Mesajı Okuyun
Old 29-03-2007, 13:02   #31
Hekimbaşı

 
Varsayılan

Sn.Demirel,

Size katılmıyorum. İlerlemedik, geriledik. Beni hayal kırıklığına uğrattınız. Bana göre olmadık örnekler verdiniz; hepsini daha yalın, anlaşılır ve güzel anlatmanın yollarını gösterdim. Alıntılardan hiç de hazzetmememe karşın; gösterdiğiniz ikinci alıntının devamına bakarsanız, alıntının kendi başına anlamından farkının ortaya konduğunu görürsünüz.

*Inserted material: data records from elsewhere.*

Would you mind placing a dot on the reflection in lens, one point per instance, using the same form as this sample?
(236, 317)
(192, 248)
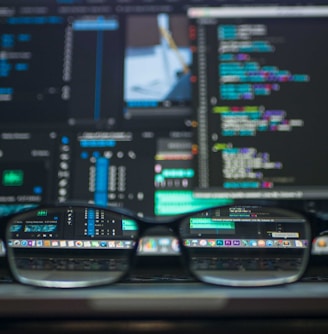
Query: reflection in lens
(70, 247)
(246, 246)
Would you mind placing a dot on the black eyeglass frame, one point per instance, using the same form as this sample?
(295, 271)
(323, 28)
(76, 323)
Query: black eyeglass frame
(145, 224)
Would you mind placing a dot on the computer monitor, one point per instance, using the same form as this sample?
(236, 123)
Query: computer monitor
(109, 102)
(260, 78)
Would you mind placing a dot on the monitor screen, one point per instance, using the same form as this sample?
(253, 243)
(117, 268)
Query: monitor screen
(162, 107)
(260, 78)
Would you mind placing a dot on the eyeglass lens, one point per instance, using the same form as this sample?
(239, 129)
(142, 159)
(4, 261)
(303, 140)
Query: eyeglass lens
(78, 246)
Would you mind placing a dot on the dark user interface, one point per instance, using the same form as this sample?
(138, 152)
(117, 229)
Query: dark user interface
(156, 107)
(95, 105)
(259, 78)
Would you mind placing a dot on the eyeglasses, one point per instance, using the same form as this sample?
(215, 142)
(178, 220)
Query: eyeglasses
(74, 246)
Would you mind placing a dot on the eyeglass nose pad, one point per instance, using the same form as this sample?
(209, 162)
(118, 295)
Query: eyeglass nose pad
(159, 240)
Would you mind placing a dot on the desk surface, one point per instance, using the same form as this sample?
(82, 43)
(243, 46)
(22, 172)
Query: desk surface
(169, 300)
(161, 308)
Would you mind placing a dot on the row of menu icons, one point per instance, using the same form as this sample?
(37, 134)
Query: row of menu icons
(251, 243)
(151, 245)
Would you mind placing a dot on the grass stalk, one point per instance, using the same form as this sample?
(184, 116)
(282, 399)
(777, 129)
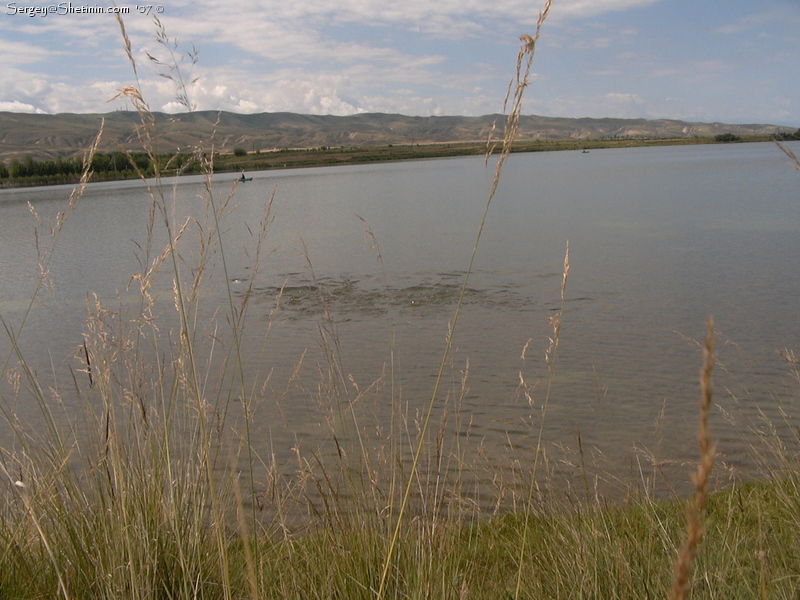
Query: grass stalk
(526, 52)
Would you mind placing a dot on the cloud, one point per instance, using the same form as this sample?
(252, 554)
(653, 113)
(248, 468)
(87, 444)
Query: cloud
(17, 106)
(617, 105)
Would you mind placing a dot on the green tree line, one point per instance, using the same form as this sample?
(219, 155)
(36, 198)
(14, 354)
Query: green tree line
(105, 166)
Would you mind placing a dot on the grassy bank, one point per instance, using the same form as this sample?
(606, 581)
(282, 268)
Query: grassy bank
(153, 488)
(326, 157)
(591, 551)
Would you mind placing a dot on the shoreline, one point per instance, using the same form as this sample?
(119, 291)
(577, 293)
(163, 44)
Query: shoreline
(326, 156)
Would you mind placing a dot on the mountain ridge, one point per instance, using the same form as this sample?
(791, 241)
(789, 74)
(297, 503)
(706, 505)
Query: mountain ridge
(67, 134)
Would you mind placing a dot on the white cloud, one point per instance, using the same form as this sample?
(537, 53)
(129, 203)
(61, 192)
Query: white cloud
(617, 105)
(17, 106)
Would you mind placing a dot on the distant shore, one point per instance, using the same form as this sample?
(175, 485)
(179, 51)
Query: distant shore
(242, 161)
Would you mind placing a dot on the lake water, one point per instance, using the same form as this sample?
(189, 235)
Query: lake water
(659, 239)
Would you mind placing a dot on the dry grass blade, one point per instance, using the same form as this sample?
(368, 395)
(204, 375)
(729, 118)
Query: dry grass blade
(525, 56)
(696, 508)
(795, 162)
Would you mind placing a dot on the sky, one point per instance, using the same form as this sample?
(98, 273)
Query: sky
(725, 61)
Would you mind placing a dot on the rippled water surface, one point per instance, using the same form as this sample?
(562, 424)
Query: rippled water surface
(659, 239)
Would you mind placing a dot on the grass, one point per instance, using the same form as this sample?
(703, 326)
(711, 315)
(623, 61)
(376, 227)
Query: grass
(155, 491)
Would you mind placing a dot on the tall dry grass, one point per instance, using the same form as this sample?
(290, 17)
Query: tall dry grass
(156, 491)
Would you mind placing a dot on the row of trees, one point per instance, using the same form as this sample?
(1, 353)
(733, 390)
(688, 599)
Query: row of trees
(106, 165)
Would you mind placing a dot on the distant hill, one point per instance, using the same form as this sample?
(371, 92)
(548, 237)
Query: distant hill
(48, 136)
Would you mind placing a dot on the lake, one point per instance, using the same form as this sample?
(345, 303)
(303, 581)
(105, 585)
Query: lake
(659, 239)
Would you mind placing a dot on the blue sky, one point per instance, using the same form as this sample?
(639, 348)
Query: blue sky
(701, 60)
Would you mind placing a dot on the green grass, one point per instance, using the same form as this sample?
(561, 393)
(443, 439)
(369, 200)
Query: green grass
(153, 489)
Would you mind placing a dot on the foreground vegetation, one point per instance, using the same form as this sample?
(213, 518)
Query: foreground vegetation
(154, 490)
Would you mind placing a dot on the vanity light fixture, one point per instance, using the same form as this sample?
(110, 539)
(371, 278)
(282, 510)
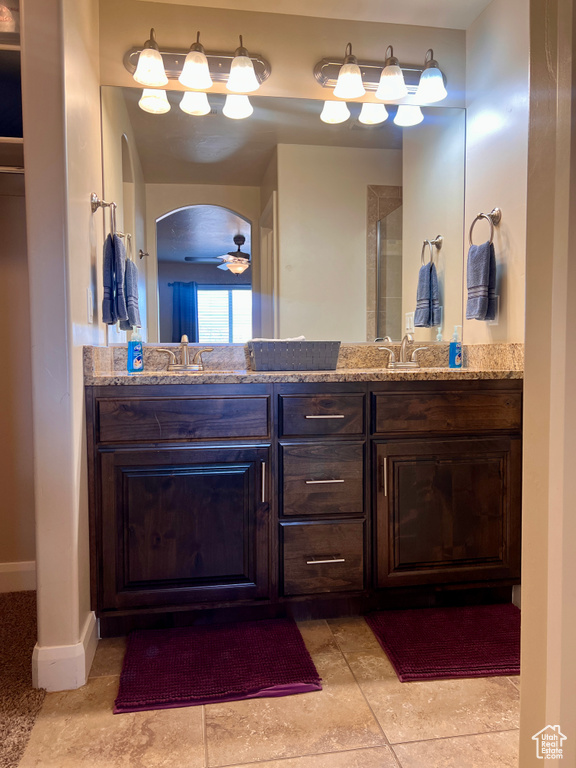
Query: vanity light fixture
(155, 101)
(392, 85)
(335, 112)
(431, 87)
(408, 114)
(349, 85)
(150, 70)
(237, 106)
(242, 76)
(373, 114)
(195, 103)
(196, 72)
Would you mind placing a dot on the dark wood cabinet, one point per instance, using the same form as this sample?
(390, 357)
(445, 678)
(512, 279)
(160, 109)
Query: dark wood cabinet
(183, 526)
(447, 510)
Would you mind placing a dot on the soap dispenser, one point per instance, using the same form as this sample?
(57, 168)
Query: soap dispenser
(455, 360)
(135, 352)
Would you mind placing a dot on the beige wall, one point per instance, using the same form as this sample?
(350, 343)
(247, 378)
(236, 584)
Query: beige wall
(16, 447)
(163, 198)
(292, 44)
(130, 197)
(322, 219)
(433, 204)
(497, 60)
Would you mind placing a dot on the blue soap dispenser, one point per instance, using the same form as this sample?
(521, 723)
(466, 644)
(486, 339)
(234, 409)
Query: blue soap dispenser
(455, 360)
(135, 352)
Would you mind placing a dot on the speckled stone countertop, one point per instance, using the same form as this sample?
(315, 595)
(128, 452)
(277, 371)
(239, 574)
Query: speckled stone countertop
(106, 366)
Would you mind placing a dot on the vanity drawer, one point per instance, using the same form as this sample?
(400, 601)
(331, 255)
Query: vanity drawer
(452, 411)
(303, 415)
(322, 478)
(323, 557)
(187, 418)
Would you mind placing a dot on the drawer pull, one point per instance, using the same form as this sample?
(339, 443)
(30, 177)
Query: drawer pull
(322, 482)
(334, 416)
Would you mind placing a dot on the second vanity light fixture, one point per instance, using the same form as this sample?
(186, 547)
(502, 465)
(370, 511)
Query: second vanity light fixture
(242, 72)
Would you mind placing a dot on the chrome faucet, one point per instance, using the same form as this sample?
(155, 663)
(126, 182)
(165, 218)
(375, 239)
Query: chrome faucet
(197, 363)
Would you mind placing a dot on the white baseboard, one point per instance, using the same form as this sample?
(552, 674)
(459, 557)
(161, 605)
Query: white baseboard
(65, 667)
(18, 577)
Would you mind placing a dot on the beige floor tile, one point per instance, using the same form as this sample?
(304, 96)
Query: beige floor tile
(109, 657)
(376, 757)
(489, 750)
(429, 710)
(76, 729)
(334, 719)
(353, 634)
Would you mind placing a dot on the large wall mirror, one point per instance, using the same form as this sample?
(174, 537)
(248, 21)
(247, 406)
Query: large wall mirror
(333, 218)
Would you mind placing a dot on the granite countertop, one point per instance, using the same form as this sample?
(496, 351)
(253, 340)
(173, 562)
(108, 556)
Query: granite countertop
(296, 377)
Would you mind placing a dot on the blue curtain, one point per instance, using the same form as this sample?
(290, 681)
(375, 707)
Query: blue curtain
(185, 311)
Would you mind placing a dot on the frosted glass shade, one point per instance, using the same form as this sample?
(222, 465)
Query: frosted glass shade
(154, 101)
(237, 107)
(150, 70)
(242, 76)
(408, 114)
(335, 112)
(373, 114)
(349, 85)
(391, 86)
(431, 86)
(196, 72)
(194, 103)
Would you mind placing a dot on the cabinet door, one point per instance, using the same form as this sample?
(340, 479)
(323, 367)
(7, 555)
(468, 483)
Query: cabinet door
(447, 511)
(180, 526)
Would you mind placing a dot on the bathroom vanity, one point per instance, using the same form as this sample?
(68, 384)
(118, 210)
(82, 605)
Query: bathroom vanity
(304, 494)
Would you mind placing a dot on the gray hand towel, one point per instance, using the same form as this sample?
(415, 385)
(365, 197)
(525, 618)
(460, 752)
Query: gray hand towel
(423, 313)
(108, 303)
(481, 282)
(131, 298)
(119, 277)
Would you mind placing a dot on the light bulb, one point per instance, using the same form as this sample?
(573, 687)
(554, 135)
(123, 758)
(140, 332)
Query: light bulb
(150, 70)
(195, 103)
(391, 86)
(335, 112)
(408, 114)
(349, 85)
(373, 114)
(431, 87)
(196, 72)
(154, 101)
(237, 107)
(242, 77)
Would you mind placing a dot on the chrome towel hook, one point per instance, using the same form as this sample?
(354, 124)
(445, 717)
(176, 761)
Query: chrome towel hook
(494, 217)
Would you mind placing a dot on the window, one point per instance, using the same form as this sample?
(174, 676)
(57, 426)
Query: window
(224, 314)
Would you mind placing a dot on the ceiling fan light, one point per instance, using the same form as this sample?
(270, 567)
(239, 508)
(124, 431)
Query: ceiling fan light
(373, 114)
(150, 69)
(154, 101)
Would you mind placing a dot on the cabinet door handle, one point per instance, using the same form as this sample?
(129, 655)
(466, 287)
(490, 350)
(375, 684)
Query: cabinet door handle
(322, 482)
(333, 416)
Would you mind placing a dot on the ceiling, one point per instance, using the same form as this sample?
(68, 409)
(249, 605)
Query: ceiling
(200, 232)
(177, 148)
(448, 14)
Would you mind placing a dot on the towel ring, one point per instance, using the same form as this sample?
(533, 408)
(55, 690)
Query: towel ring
(494, 217)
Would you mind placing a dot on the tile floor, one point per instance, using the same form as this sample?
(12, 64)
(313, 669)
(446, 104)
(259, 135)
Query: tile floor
(363, 718)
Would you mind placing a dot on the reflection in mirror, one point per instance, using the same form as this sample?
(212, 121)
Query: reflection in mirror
(311, 199)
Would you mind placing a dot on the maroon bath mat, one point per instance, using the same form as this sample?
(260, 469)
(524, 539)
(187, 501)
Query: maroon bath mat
(206, 664)
(443, 643)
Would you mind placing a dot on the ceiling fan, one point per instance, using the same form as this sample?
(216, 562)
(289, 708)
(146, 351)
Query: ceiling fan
(236, 261)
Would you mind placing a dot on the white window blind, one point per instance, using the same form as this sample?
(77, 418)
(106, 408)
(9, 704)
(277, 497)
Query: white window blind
(224, 315)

Konumuz neyse, o konuda devam ediyoruz. İlk örnekte daha ortada olan yanlışlıklar bulunduğu için gereksiz tekrara başvurmadım. Onda da soyut bir şey, edebiyat için seviniliyor aslında. Örneğin dilimiz yapısına en uygun biçimini ortaya koymakla yetindim. Yani, sizin düşündüğünüz ve alıntınızla savınıza destek göstermeye çalıştığınız gibi, soyut şeylerin veya onlar için belirsiz birilerinin üzülebileceğini söylemiyorum. Tam tersine, böyle birşeyin olanak dahilinde olmadığını söylüyorum. Mutlaka, her zaman, insan üzülür, sevinir. Kimin üzüldüğü veya sevindiğini ortadan kaldırmak mümkün değildir; ama gizlemek için her dilin olduğu gibi, bizim dilimizin de yöntemleri vardır. 'Ne kadar üzücü.' tümcesinde olduğu gibi. Bu yöntem hiçbir zaman '... adına üzülmek/sevinmek' değildir. Bunun yalın olduğunu öne sürmenizse çok ilginç; çünkü, verdiğiniz iki örnekte de ne olup bittiğini çözümlemek için harcanmak zorunda kalınan çabaları sergiledim ve ithal malı bir kalıp için gereksiz yere debelenmek zorunda kaldığımızı elimden geldiğince anlatmaya çalıştım.

Kimsenin ünvanı beni ilgilendirmez. Kaldı ki, uzmanlık bile kişiye sadece ön aldırır. Mutlak bir erk sağlamadığı gibi; uzmanlığınız nedeniyle, yaptıklarınızı kendiliğinden en iyi kılmaz. Konu dil olunca, o dili konuşan, okuyan, o dilde düşünen herkesin en azından başlangıçta eşit konuşma hakkı vardır. Adını gereksiz yere yinelemeye gerek yok; sözünü ettiğiniz kişinin konu olan iki tümcesi düşünülmeden yazılmıştır; bunun kanıtlarını da açıkça ortaya koydum. Ünvan sahibi olmakla usta olunsaydı, Yunus Emre, Karacaoğlan, Aşık Veysel' in adları bile kalmazdı. Örnek gösterdiğiniz kişilerin adı onların yerini alırdı. Ama, sizin de, benim de, hepimizin de tanık olduğu üzere; ustalar onlar. Allah' dan ki de öyle.

Benimle yazışırken alıntı yöntemini kullanmayıp, kendi görüşlerinizi açıkça belirtmenizi, gereken yerlerde benim sözlerimi kendi sözleriniz içerisinde tırnak içinde veya referans karşılığı göstermenizi dilerim. Aksi takdirde okumaya oradan başlayanın yanlış izlenimlere kapılması yolu açılıyor. Kesit alma (snapshot) yazışmanın özünü yok eder, iletişimi tek yönlü ve yanlış anlaşılmaya uygun duruma getirir. Bu bir istektir, elbette sizi bağlamaz; ama bilmenizi isterim.